The sources said that Iran completed a research programme to create weaponised uranium in the summer of 2003 and that it could feasibly make a bomb within a year of an order from its Supreme Leader.
A U.S. National Intelligence Estimate two years ago concluded that Iran had ended its nuclear arms research programme in 2003 because of the threat from the American invasion of Iraq. But intelligence sources have told The Times that Tehran had halted the research because it had achieved its aim — to find a way of detonating a warhead that could be launched on its long-range Shehab-3 missiles.

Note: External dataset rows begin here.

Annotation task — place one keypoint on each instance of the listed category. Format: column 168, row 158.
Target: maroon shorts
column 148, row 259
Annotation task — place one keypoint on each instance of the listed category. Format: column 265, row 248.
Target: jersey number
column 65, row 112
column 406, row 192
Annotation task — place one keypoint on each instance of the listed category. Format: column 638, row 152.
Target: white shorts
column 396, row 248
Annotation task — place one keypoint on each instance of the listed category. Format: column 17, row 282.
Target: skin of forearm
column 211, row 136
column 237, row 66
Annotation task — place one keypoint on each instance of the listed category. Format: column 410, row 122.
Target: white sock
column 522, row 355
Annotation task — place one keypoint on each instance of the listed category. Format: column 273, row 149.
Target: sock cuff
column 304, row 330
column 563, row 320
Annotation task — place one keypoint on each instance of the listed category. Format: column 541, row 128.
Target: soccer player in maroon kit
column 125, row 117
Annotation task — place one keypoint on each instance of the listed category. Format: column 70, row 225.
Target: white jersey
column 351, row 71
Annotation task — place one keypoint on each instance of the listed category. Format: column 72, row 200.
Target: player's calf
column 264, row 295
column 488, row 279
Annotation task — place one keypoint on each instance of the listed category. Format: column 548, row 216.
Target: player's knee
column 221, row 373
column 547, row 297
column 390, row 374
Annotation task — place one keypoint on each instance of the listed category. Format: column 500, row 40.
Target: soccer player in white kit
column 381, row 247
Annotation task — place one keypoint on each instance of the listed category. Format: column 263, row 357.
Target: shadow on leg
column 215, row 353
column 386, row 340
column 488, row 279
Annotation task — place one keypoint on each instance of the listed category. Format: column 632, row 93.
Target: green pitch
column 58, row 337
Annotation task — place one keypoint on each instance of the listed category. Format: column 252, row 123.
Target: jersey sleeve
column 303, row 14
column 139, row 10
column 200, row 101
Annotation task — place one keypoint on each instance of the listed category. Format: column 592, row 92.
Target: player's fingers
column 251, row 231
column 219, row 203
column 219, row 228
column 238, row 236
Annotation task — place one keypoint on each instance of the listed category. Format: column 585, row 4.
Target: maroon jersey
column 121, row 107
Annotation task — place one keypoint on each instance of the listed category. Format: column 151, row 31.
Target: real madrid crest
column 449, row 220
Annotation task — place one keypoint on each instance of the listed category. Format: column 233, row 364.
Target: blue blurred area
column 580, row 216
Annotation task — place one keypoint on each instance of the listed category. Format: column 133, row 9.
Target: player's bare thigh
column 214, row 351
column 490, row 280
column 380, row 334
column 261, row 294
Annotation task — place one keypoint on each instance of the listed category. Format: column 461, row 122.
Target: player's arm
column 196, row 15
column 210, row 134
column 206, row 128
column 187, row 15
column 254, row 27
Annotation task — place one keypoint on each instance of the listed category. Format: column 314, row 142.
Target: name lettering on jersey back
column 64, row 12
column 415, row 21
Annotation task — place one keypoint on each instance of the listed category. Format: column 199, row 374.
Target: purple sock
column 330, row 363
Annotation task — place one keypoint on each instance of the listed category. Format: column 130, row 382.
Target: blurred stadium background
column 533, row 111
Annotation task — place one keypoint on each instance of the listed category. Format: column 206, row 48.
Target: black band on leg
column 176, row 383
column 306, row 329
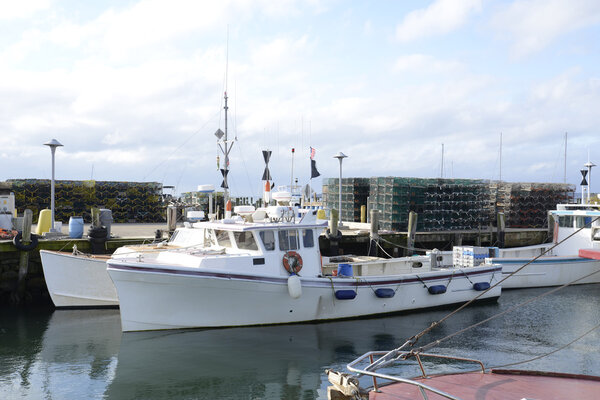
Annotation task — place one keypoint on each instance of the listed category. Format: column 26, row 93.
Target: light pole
column 589, row 166
column 53, row 144
column 340, row 156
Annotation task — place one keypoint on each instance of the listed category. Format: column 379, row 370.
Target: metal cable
column 411, row 341
column 549, row 353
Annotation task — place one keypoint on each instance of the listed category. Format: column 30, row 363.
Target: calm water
column 82, row 353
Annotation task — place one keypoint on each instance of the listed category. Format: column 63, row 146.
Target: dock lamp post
column 340, row 156
column 53, row 144
column 589, row 166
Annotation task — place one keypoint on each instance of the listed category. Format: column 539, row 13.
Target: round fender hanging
column 18, row 242
column 292, row 262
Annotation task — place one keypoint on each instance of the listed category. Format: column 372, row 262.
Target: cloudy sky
column 134, row 89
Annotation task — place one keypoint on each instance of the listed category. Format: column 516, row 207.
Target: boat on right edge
column 573, row 256
column 495, row 384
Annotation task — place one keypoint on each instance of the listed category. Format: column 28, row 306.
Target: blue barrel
column 345, row 270
column 75, row 227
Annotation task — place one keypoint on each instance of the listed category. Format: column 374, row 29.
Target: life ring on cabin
column 18, row 242
column 292, row 262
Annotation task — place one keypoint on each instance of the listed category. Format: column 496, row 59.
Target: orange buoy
column 267, row 193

They said that, should Ayatollah Khamenei approve the building of a nuclear device, it would take six months to enrich enough uranium and another six months to assemble the warhead. The Iranian Defence Ministry has been running a covert nuclear research department for years, employing hundreds of scientists, researchers and metallurgists in a multibillion-dollar programme to develop nuclear technology alongside the civilian nuclear program.
“The main thing (in 2003) was the lack of fissile material, so it was best to slow it down,” the sources said. “We think that the leader himself decided back then (to halt the program), after the good results.”
Iran’s scientists have been trying to master a method of detonating a bomb known as the “multipoint initiation system” — wrapping highly enriched uranium in high explosives and then detonating it. The sources said that the Iranian Defence Ministry had used a secret internal agency called Amad (“Supply” in Farsi), led by Mohsin Fakhri Zadeh, a physics professor and senior member of the Iranian Revolutionary Guards Council.